There are odd contradictions, though, with some Türks being afraid of Lucy when we are walking her on leash in a crowd. Lucy also gets annoyed by the street dogs stealing her ball, but they are social and want companionship and to play.  Lucy and a local dog and I were walking together.  I felt sad the other cold rainy day when I had to shut our building’s front door in his face, after letting Lucy in.

A cat hotel in Cihangir.

A cat hotel in Cihangir.

Watching ferries sail swarmed by seagulls is a funny sight, reminiscent of flies swarming a horse.  People feed them off the front and back decks.  It is socially taboo to throw bread into the trash, so it makes its way to street animals and birds.  And, I’ve been told that spring is kitten season!  I will love that!  The engagement with nature extends to the ferry stations too.  Waiting for a ferry, I noticed a woman in the station with a cat on her lap. I assumed she was traveling with her pet, but saw no carrying case.  As I walked out to the pier, I noticed other felines lazing among the waiting passengers, and realized the cat’s lap was temporary.

Getting rid of day old bread on the commute to Europe.

Getting rid of day old bread on the commute to Europe.

A culture as nice to animals as this one tells a different story than the headlines of horrific events.  Merel (see prior post ) and I both walk  alone in the dark.  It is necessary to get around.  Both of us pay attention and are careful, and we both feel it is as safe or safer here as unescorted women than it is in our own countries of the US and Netherlands.  To go to my life drawing group’s evening meetings, I have to walk around the construction at Taksim Square.  It is dark and uneven, so I stay close to others and walk purposefully.  Places that would seem forbidding at home, frequently here are just normal walking routes that are not lit as well as I would like.  In all big cities in the world, one has to pay attention.  Even in suburbs in California, unless I have Lucy with me, I’m less comfortable walking alone at night than I am in Istanbul.

Following the ferry.

Following the ferry.

There is gentleness, helpfulness, and a civility among the people here that I don’t see in the US, in big cities or small towns.  It is not nirvana, not perfect. We are all the same, however, under the skin .  Istanbul is very comfortable to live in.  I find it magnificent, and captivating because of its beauty, society and historic civilization.
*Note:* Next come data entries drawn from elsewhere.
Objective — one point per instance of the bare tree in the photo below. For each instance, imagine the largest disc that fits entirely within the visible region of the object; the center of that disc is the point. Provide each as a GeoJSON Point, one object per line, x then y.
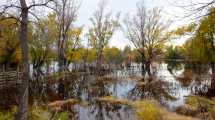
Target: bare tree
{"type": "Point", "coordinates": [66, 11]}
{"type": "Point", "coordinates": [23, 18]}
{"type": "Point", "coordinates": [103, 28]}
{"type": "Point", "coordinates": [148, 33]}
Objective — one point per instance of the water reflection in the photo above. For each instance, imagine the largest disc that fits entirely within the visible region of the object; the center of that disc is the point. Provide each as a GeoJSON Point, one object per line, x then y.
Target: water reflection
{"type": "Point", "coordinates": [170, 85]}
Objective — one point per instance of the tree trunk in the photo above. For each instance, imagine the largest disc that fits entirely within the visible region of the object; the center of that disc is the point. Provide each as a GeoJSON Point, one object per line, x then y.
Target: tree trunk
{"type": "Point", "coordinates": [148, 69]}
{"type": "Point", "coordinates": [213, 75]}
{"type": "Point", "coordinates": [99, 60]}
{"type": "Point", "coordinates": [143, 65]}
{"type": "Point", "coordinates": [23, 90]}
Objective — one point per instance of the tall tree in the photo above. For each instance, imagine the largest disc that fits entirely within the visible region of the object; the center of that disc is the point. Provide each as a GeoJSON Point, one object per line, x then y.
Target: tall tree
{"type": "Point", "coordinates": [23, 19]}
{"type": "Point", "coordinates": [101, 31]}
{"type": "Point", "coordinates": [66, 13]}
{"type": "Point", "coordinates": [148, 33]}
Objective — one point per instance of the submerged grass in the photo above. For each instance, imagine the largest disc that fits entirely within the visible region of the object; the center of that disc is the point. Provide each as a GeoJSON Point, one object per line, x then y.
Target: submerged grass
{"type": "Point", "coordinates": [197, 106]}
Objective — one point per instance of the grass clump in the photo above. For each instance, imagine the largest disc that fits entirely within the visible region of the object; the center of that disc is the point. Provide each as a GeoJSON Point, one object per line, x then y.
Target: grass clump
{"type": "Point", "coordinates": [197, 106]}
{"type": "Point", "coordinates": [147, 110]}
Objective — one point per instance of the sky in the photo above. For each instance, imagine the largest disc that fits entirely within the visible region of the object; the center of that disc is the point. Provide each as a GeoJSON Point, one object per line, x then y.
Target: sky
{"type": "Point", "coordinates": [170, 11]}
{"type": "Point", "coordinates": [129, 6]}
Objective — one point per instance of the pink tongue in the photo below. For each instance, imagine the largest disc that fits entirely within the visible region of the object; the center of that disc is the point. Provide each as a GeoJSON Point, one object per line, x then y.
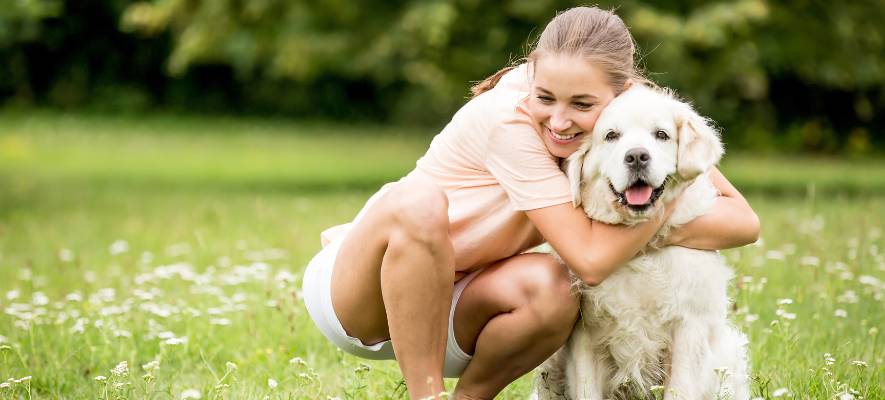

A metal bed in the sun makes sense.

A metal bed in the sun makes sense.

I visited Istanbul in 2010 for a conference, traveling home August 7.  On August 8, a German tourist celebrating her 50th birthday and wedding anniversary with her husband was killed in San Francisco crossfire between teen-aged gangs. The Germans had just arrived and were looking for a restaurant in which to eat dinner, before 9 pm at night.  Union Square is a central tourist hub in San Francisco, supposedly one of the safest locations in the city. Ironically, a week earlier, I had been referred by a US friend to verify the safety of her American friend’s prospective travel to Istanbul.  To her questions, I could only reply “if you are not afraid to travel to San Francisco, I wouldn’t be afraid to travel to Istanbul.”  Bad things happen in good places, and one may arrive at the wrong place at the wrong time, anywhere.